Some people are remembered because of what they do for others, in public or private contexts. My rowdy neighbor Judy was the hub of a durable commune for many years, and was a mainstay of Food Not Bombs in her still-radical middle age. Another neighbor, Roseanne, supported equally good causes in a much more ladylike way, encouraged a number of young people to share her love of music, and took loving care of her husband for many years after he survived a disabling stroke. 

When you start reminiscing about the departed, in fact, there’s no end to the list of those who are still in living memory. The glory of the Mexican tradition is that the dead are not simply memorialized by stone monuments, but their lives are displayed in an active, vigorous present-day context.  

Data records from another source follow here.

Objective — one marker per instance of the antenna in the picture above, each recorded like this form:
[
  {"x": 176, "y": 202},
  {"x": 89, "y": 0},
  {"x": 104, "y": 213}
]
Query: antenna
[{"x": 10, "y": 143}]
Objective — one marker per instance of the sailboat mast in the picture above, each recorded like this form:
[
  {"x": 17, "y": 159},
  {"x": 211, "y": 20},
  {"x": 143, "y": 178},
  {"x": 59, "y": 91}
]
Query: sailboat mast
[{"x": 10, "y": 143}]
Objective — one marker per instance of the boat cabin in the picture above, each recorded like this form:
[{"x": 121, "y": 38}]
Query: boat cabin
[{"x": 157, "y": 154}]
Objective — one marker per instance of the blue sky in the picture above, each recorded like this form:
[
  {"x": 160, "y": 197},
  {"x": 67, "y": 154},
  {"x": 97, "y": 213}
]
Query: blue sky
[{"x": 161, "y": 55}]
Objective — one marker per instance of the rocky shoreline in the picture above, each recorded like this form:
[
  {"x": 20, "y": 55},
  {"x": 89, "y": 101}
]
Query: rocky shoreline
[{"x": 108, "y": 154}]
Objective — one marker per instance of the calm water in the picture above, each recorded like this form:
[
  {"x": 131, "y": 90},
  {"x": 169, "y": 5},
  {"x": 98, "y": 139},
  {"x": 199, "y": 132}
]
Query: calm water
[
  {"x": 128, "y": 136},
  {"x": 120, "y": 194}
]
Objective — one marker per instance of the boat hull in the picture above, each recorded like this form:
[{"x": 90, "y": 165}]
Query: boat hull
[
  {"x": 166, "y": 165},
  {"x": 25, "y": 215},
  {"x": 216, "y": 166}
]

And judging by the kids who rang my doorbell on Halloween night, here in California, those traditions should be part of all our futures. Many children who were wearing Superman and Snow White costumes were saying “Trick or Treat” in English even as their parents were reminding them in Spanish not to be greedy and to say thank you. Let’s hope that besides insisting on good manners, their parents are also teaching them to continue the Dia de Los Muertos idea of celebrating those who have gone before us, who live still because we remember them. It’s become one of the best parts of our complex shared culture.